The first rail line through Lansing was established in 1856 when the Detroit and Milwaukee Railroad constructed a line through the city. This was followed in 1872 by the Michigan Central Railroad and in 1879 by the Chicago and Grand Trunk Railway. By the early 1900s there were six separate rail lines through the city. After the Chicago and Grand Trunk Railway reorganized in 1900, they built a series of new depots along their line. When REO Motor Car Company announced the construction of a new plant along the Grand Trunk line, the railroad decided to construct their new depot near the new REO plant.

Grand Trunk commissioned the firm of Spier & Rohns to design the new depot. Construction on the new depot began in 1902 and was completed late that year. It served as a main depot for all passengers until 1971, when the railroad closed the station. In 1972, it was renovated as a restaurant. The building's exterior remains unchanged. Gerald R. Ford, who was from Michigan and the 38th president of the United States, dined here during a campaign tour on May 15, 1976.

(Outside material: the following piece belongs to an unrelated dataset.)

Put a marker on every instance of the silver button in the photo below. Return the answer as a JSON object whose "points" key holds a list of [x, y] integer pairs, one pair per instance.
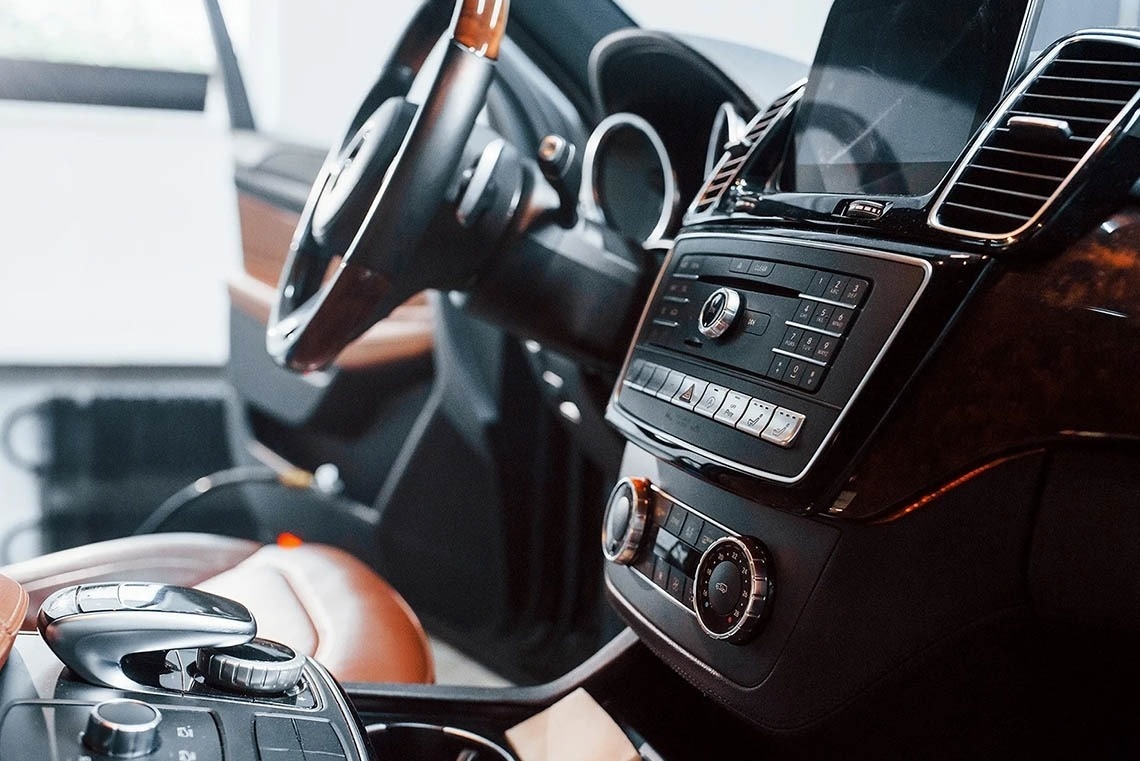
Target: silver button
{"points": [[783, 428], [733, 408], [672, 384], [710, 402], [756, 417]]}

The building was abandoned in the early 2000s. In 2010, the Lansing Board of Water & Light began construction of a powerplant adjacent to the depot, and included a full restoration of the station in the project.

==Description==
The Lansing Grand Trunk Western station is a single story, rectangular Jacobethan style red-brick building on a gray ashlar foundation. It measures 33 feet wide and 107 feet long. The main entrance is housed in a two-story, ten-foot square brick tower which is topped by a crenelated parapet. The roof is covered with red Ludowici tile, and has overhanging eaves. The window hoods, sills, facings, and gable copings are of Bedford limestone. At one end of the building is a waiting platform, covered with a gable roof supported by wooden posts.